Thursday, July 08, 2004

Day One

When does a day begin? Does it start at one minute after midnight? Or does it begin when you wake up? I don't really know when the first day of my round-the-world trip began. Either it started at one minute after midnight, while I was still trying to finish ten procrastinated projects... or it began after dawn when I awoke from less than two hours of sleep. When it was time to go, I made a frantic effort to get to the post office and onto the train to travel to the coast where the ferry was waiting.

I was so late this morning that I almost missed the boat.

After months of dreaming and talking and planning and worrying, the round-the-world journey has actually begun. It starts today because this is the day that all known faces and places are left behind. Ahead is uncertainty, unknown languages and undoubtedly unappealing foods.

The rough plan:
China - July to August
Australia - August to September
New Zealand - September to November
SE Asia - November to January
India - January to February
Turkey - March
Europe - March to July
United States - back to New Orleans in July

The plan is open to change and a bit of serendipity.

The best of all worlds would be to meet up with friends and family along the way. Anyone living or traveling through the above places should feel free to get in touch.

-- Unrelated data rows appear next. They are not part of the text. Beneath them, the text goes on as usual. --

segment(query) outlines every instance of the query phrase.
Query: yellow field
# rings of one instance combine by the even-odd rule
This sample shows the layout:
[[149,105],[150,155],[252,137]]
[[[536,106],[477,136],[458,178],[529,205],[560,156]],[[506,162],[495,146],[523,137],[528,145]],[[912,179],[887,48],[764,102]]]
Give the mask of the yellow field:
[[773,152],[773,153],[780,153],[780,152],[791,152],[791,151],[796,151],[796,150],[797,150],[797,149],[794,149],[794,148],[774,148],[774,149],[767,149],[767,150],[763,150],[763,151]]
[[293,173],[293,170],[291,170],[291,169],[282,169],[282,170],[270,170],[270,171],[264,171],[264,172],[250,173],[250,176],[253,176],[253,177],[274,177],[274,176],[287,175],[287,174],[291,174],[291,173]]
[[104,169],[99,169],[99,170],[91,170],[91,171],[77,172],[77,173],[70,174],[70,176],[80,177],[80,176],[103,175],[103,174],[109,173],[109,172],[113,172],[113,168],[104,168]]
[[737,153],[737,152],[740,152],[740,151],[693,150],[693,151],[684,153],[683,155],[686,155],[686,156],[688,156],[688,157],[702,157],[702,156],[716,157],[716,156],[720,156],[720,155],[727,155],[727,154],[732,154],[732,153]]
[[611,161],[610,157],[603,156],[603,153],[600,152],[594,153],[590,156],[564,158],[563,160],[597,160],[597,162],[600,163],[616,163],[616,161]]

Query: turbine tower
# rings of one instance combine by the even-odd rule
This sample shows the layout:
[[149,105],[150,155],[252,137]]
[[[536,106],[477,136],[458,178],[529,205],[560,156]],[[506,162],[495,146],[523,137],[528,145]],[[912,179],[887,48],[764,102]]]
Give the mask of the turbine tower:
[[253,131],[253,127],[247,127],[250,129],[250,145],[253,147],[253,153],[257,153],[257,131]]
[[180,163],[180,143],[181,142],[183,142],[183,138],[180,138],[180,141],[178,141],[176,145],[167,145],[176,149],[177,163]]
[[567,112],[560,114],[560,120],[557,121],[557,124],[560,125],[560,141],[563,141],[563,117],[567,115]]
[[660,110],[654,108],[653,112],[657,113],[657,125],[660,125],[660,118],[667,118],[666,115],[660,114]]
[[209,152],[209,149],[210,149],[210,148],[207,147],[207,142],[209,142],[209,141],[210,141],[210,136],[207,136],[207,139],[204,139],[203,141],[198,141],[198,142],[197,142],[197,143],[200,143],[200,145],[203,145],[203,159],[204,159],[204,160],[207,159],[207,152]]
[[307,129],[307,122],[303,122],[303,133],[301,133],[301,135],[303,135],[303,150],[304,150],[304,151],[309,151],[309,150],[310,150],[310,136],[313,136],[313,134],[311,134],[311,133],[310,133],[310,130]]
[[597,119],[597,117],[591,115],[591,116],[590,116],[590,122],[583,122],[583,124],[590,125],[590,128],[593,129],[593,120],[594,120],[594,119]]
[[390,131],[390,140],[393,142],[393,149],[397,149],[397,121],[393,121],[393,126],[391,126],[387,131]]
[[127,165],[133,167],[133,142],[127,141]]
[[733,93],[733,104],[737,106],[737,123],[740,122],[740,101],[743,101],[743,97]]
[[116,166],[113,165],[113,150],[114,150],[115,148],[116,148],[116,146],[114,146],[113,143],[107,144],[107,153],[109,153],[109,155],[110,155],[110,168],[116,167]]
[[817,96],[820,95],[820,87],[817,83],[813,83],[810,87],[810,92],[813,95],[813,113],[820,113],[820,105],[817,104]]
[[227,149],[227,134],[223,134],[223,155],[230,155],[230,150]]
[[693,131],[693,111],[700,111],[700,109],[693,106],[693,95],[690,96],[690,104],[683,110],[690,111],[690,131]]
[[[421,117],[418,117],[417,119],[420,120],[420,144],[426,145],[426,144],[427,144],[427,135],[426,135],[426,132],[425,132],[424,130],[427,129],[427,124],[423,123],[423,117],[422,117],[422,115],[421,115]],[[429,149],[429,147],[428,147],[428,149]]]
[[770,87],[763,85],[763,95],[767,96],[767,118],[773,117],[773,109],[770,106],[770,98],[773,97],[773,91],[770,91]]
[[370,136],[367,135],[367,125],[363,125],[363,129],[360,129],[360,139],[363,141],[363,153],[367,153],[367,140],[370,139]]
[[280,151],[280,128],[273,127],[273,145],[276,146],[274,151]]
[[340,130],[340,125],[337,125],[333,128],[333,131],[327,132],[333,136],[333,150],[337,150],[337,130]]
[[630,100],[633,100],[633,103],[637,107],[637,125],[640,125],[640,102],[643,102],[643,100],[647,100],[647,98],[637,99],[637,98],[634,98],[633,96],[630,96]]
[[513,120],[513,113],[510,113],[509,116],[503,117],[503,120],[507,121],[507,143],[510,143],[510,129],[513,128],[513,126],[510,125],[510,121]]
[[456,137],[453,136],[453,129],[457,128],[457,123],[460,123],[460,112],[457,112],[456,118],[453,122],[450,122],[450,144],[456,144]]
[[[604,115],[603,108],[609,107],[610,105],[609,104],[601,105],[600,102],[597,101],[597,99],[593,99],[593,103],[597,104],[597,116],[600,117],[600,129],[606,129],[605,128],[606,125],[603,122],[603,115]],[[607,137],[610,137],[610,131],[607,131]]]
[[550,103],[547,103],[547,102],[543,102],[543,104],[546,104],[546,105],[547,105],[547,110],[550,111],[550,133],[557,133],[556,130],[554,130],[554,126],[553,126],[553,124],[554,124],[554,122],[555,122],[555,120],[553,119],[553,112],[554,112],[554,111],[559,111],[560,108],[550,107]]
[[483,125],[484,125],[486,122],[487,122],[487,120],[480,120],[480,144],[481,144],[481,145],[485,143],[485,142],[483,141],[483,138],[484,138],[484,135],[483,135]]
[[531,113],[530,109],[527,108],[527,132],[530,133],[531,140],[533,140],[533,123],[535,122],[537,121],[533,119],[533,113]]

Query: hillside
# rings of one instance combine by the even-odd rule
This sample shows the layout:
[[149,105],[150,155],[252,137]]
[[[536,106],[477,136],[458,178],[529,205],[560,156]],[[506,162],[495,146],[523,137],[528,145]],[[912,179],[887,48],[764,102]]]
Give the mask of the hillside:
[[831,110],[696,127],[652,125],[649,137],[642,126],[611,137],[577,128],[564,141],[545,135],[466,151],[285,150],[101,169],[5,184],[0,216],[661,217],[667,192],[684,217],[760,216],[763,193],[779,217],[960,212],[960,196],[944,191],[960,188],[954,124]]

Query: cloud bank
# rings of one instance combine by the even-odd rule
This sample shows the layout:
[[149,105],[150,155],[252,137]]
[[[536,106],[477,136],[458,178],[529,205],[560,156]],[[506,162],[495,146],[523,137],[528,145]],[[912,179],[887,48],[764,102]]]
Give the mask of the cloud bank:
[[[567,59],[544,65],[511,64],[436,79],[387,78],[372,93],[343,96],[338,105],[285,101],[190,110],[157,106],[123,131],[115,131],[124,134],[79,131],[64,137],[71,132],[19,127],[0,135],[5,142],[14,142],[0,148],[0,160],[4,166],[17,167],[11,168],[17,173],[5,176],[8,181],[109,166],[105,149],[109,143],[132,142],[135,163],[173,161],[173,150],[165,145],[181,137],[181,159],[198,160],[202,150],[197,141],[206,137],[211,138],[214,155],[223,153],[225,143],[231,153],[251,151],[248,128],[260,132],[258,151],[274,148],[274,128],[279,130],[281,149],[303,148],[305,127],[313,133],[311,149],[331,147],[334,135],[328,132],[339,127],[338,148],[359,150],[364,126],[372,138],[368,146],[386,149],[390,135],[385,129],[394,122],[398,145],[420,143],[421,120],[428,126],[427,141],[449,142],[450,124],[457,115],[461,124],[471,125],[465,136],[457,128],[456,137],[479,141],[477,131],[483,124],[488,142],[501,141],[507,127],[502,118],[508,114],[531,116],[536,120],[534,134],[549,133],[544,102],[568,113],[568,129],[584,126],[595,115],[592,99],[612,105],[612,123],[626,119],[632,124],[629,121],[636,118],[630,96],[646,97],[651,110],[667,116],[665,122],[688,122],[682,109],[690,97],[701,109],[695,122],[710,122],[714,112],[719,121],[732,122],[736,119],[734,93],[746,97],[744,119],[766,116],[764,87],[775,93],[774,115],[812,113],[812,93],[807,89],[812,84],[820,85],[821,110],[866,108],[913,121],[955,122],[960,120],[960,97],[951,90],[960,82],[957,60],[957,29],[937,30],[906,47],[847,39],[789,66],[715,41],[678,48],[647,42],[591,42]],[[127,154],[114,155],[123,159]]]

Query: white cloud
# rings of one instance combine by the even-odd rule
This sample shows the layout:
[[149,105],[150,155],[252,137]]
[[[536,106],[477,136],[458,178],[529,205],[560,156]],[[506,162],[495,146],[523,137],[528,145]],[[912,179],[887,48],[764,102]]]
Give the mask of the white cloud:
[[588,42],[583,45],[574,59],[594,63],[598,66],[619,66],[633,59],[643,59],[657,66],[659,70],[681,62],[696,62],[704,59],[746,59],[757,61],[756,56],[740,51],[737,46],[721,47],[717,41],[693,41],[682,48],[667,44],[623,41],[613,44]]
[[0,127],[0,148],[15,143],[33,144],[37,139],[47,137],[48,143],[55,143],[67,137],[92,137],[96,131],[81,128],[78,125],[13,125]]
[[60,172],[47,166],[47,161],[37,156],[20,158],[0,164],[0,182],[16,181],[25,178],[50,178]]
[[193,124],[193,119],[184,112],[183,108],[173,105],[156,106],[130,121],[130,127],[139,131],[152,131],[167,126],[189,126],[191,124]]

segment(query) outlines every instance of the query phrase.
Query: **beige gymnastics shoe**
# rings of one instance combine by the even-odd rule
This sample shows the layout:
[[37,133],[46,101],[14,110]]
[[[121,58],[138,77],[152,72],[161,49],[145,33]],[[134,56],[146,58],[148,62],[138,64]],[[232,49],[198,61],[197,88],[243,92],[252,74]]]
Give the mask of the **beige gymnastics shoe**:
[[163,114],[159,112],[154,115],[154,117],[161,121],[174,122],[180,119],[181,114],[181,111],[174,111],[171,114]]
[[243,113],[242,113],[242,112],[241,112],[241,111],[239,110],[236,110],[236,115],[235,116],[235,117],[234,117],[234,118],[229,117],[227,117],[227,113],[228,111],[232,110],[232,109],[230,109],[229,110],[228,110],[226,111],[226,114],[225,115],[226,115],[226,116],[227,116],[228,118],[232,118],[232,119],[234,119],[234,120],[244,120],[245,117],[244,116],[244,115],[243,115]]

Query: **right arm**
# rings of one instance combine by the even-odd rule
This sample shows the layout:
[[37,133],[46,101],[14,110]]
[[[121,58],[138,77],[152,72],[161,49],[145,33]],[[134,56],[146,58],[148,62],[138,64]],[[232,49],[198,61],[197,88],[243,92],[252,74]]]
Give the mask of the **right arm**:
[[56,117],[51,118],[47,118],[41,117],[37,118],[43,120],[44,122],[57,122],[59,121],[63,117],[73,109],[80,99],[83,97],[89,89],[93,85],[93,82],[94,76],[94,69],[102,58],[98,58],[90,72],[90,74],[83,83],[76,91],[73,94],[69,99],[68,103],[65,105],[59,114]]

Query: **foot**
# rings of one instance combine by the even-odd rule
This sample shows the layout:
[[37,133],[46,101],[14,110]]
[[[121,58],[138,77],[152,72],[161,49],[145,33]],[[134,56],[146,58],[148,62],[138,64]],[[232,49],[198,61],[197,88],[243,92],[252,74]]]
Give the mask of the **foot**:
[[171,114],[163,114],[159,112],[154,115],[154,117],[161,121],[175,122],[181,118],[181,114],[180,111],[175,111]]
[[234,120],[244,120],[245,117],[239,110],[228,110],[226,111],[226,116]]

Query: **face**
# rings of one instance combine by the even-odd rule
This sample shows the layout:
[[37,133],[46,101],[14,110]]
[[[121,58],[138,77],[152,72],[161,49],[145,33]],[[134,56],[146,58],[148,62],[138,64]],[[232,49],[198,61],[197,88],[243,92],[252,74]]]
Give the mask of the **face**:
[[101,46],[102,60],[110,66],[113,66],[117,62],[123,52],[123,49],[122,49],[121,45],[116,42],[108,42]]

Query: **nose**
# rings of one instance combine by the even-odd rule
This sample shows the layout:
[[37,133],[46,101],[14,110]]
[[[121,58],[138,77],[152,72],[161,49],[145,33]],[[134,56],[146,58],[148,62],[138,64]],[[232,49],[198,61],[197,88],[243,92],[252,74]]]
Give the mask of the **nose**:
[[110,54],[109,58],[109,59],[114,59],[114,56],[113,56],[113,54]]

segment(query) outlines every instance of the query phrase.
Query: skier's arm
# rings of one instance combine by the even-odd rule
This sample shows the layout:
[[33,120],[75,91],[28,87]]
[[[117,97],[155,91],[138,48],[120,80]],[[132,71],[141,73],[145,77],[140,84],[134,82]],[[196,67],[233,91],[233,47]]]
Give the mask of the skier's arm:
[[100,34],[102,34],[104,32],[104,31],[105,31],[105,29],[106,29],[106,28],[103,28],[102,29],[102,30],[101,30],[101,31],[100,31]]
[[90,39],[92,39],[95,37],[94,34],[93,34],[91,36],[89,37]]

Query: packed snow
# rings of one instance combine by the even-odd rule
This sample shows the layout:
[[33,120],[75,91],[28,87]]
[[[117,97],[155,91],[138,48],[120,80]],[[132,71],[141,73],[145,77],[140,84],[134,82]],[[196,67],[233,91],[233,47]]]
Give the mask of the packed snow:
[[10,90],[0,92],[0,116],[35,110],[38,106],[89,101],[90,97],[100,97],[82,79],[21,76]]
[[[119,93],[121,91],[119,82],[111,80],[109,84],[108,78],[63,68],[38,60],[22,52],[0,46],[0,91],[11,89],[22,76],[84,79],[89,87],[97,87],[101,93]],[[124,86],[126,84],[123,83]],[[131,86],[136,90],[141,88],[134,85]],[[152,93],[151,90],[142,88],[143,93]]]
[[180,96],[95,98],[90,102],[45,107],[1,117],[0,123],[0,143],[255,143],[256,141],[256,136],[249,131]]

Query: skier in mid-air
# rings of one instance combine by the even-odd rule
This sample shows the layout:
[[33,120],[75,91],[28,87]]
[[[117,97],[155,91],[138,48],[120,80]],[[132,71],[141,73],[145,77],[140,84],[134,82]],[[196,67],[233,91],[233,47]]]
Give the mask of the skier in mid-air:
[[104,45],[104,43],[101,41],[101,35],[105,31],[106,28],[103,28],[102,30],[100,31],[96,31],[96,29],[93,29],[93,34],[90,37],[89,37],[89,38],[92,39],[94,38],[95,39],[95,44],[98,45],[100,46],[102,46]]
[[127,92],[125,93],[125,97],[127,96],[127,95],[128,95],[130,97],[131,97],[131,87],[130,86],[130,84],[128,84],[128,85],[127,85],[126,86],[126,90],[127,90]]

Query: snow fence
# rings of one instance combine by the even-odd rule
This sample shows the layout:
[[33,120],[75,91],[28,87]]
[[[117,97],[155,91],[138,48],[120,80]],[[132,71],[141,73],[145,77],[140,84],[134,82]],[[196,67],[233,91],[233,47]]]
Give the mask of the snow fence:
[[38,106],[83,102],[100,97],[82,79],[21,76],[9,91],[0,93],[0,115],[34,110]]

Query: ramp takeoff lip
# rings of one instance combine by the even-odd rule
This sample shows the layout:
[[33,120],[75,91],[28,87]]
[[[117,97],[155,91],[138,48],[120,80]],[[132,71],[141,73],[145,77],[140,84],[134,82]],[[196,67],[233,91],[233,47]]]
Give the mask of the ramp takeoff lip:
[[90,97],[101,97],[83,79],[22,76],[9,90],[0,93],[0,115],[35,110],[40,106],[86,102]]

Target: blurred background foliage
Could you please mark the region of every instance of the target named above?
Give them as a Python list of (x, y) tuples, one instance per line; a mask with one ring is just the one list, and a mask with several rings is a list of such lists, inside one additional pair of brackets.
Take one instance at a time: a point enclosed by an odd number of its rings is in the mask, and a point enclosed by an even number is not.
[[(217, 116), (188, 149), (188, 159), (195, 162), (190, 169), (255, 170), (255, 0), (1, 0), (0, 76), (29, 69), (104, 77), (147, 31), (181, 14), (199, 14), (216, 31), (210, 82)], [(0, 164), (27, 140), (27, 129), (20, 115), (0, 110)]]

For now, home is wherever the backpack is stashed. Tonight that is on a ship somewhere in the Sea of Japan. As the boat left port, I stood on deck, watching as we floated toward China and away from Japan. I wondered what I was getting myself in for. I'd been anxious about the start of the trip for days and recently started talking about surviving the trip as opposed to enjoying it.

But all those apprehensions disappeared within ten minutes of being on-board. While the ship was still in view of port, two Japanese university students asked me to take their picture. We started talking and as simply as that they adopted me as a traveling companion. We're going to head to Beijing together after the ferry lands near Tianjin. First they were two and I was just one. Then we were three. That was before we met Marcus, the Swedish student. Then there were four. With Nuno the Portuguese priest, we became five. Ken, the Japanese surfer, makes six.... And the circle of fellow travelers grows every time we sit down to a communal Chinese meal.